Malam itu, mereka merayakan keberhasilan Adam dengan makan malam sederhana di rumah. Meski tak mewah, kebersamaan mereka terasa hangat dan penuh makna.
---
Setahun berlalu. Adam kini semakin dikenal di dunia seni lokal. Namun, dia dihadapkan pada keputusan besar: apakah dia akan melanjutkan pendidikan seni di luar negeri, atau tetap di Indonesia untuk membangun karier di sini?

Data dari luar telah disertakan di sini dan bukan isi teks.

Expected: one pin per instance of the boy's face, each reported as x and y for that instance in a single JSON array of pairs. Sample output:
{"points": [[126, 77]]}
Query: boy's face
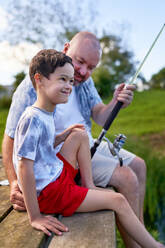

“Aku bingung, Ma, Pa. Kalau aku pergi, aku takut nggak bisa sering ketemu kalian. Tapi kalau aku tetap di sini, aku takut menyesal karena melewatkan kesempatan besar,” ungkap Adam.
Rayhan menatap Adam dengan tenang. “Ini hidup kamu, Adam. Mama dan Papa nggak bisa pilihkan jalan buat kamu. Tapi apa pun keputusanmu, kami akan selalu mendukung.”
Alya menambahkan, “Jangan takut membuat keputusan, Nak. Yang penting, kamu jalani dengan sepenuh hati.”
Adam akhirnya memutuskan untuk melanjutkan pendidikan seni di luar negeri. Meski berat, Alya dan Rayhan mendukung penuh.
Hari keberangkatan Adam tiba, dan suasana di bandara penuh haru. Alya memeluk anaknya erat sambil menahan air mata. “Ingat, Nak, di mana pun kamu berada, rumah selalu ada buat kamu.”
Rayhan menepuk bahu Adam. “Jaga diri baik-baik, ya. Kami selalu bangga sama kamu.”
Adam tersenyum sambil menghapus air matanya. “Aku nggak akan lupa semuanya. Terima kasih udah selalu ada buat aku.”
---
Kehidupan keluarga kecil Alya dan Rayhan kini berubah. Mereka harus belajar hidup tanpa kehadiran Adam setiap hari. Namun, mereka tahu bahwa pengorbanan ini adalah bagian dari cinta mereka sebagai orang tua.
Setiap kali Adam mengirim kabar dari luar negeri, mereka merasa lega mengetahui anak mereka berkembang menjadi pribadi yang mandiri dan sukses.
Alya dan Rayhan menemukan kebahagiaan baru dalam mendukung impian anak mereka, sambil terus menjaga keharmonisan rumah tangga yang telah mereka bangun bersama.